METTL14 promotes trophoblast dysfunction by elevating SZRD1 expression in an m6A-dependent manner
摘要
Preeclampsia, a common hypertensive pregnancy disorder associated with shallow trophoblast invasion, is a leading cause of perinatal and maternal mortality worldwide. Many studies have indicated that genes are differentially expressed between normal and diseased states. This study found that SUZ RNA binding domain containing 1 (SZRD1) expression was increased in placenta from preeclamptic pregnancies. However, the role and mechanism of SZRD1 in patients with preeclampsia are unclear.
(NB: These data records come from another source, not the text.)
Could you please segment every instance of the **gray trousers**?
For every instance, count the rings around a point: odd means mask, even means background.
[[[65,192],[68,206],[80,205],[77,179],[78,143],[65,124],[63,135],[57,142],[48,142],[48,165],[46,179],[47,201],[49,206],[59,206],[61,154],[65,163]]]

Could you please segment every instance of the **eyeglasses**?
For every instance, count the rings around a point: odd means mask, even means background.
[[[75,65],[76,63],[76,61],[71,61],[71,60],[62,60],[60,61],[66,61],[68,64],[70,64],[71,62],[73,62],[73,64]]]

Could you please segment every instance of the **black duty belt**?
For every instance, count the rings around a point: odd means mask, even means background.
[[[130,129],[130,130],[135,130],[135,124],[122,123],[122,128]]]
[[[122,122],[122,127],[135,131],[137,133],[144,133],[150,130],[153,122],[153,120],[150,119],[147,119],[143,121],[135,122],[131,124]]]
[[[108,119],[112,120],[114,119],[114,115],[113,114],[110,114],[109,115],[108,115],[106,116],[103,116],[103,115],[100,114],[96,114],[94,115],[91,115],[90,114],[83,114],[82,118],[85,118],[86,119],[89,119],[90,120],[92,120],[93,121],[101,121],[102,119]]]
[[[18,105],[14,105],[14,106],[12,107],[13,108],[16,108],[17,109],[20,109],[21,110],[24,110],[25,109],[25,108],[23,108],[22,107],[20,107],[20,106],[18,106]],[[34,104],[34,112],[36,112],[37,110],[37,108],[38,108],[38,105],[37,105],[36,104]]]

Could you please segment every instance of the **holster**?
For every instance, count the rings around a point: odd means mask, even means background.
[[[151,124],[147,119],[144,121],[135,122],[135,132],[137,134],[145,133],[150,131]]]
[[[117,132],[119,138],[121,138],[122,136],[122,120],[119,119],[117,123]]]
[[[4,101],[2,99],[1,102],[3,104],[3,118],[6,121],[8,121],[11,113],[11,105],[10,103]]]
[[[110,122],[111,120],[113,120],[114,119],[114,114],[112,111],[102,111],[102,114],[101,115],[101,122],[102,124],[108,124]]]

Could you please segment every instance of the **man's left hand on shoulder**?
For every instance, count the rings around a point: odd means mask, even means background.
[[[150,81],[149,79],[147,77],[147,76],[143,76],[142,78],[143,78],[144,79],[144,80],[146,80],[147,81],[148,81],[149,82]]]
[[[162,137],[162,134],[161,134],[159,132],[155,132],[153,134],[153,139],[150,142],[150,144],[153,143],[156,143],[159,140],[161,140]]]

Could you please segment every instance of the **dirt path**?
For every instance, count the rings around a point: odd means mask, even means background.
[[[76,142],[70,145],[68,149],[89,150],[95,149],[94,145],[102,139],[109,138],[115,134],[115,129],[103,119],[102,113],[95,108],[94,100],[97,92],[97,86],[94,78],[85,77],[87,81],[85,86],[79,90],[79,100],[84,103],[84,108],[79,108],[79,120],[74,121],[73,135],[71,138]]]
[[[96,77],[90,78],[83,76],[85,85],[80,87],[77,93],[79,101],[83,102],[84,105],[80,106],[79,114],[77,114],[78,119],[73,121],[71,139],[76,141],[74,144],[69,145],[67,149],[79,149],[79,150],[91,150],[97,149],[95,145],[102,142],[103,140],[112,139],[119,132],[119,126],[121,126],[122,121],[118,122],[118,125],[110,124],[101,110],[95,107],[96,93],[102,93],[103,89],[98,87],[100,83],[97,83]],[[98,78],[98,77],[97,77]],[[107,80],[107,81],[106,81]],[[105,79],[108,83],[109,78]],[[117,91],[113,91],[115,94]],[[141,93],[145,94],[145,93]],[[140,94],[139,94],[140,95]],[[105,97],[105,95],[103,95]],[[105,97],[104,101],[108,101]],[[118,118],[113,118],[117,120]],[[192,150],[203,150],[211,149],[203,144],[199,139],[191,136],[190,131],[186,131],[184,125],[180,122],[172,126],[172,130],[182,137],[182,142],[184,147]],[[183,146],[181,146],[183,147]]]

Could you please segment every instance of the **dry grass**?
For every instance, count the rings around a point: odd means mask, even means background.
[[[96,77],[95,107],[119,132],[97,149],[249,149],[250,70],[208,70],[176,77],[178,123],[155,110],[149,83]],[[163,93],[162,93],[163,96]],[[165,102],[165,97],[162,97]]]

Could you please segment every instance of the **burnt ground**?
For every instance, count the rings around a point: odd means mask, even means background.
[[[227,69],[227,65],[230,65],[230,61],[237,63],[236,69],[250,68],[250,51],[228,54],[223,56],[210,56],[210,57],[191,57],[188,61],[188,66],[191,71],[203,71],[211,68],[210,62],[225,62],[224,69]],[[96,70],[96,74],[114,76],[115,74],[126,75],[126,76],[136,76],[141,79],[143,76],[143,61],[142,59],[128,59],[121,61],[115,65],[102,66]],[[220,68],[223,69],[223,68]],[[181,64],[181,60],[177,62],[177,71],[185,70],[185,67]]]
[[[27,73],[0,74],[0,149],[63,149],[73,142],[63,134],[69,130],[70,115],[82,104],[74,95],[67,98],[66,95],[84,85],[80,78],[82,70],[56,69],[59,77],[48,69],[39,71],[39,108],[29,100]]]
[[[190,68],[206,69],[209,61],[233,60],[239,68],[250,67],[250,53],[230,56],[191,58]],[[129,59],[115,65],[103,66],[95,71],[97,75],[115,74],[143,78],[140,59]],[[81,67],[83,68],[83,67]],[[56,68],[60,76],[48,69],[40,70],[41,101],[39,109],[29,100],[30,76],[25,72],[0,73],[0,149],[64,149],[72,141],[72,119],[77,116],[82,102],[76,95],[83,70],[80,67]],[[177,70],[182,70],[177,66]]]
Gene expression was determined by RT-qPCR and Western blot. Cell proliferation, apoptosis, migration, invasion, and angiogenesis were assessed using EdU, flow cytometry, wound healing, transwell, and tube formation assays. The interaction between Methyltransferase-like 14 (METTL14) and SZRD1 was analyzed using methylated RNA immunoprecipitation (MeRIP)-qPCR and RIP assay. SZRD1 and METTL14 were highly expressed in placenta from preeclamptic pregnancies (n = 30) compared with normal tissues (n = 30) (p < 0.001). By using HTR-8/SVneo trophoblast cells, the silencing of SZRD1 could promote cell proliferation (p < 0.01), migration (p < 0.05), invasion (p < 0.01), angiogenesis (p < 0.01), and hinder cell apoptosis (p < 0.01) in vitro. At the molecular level, METTL14 enhanced the stability of SZRD1 mRNA via m6A methylation. The METTL14-mediated stabilization of SZRD1 mRNA could exacerbate the dysfunction in HTR-8/SVneo cells associated with preeclampsia. These findings highlight the potential of targeting the METTL14/SZRD1 axis as a therapeutic strategy for managing preeclampsia.
Graphical abstractMETTL14-mediated upregulation of SZRD1 mRNA stability could repress trophoblast cell proliferation, migration, invasion, angiogenesis, and induce apoptosis in vitro.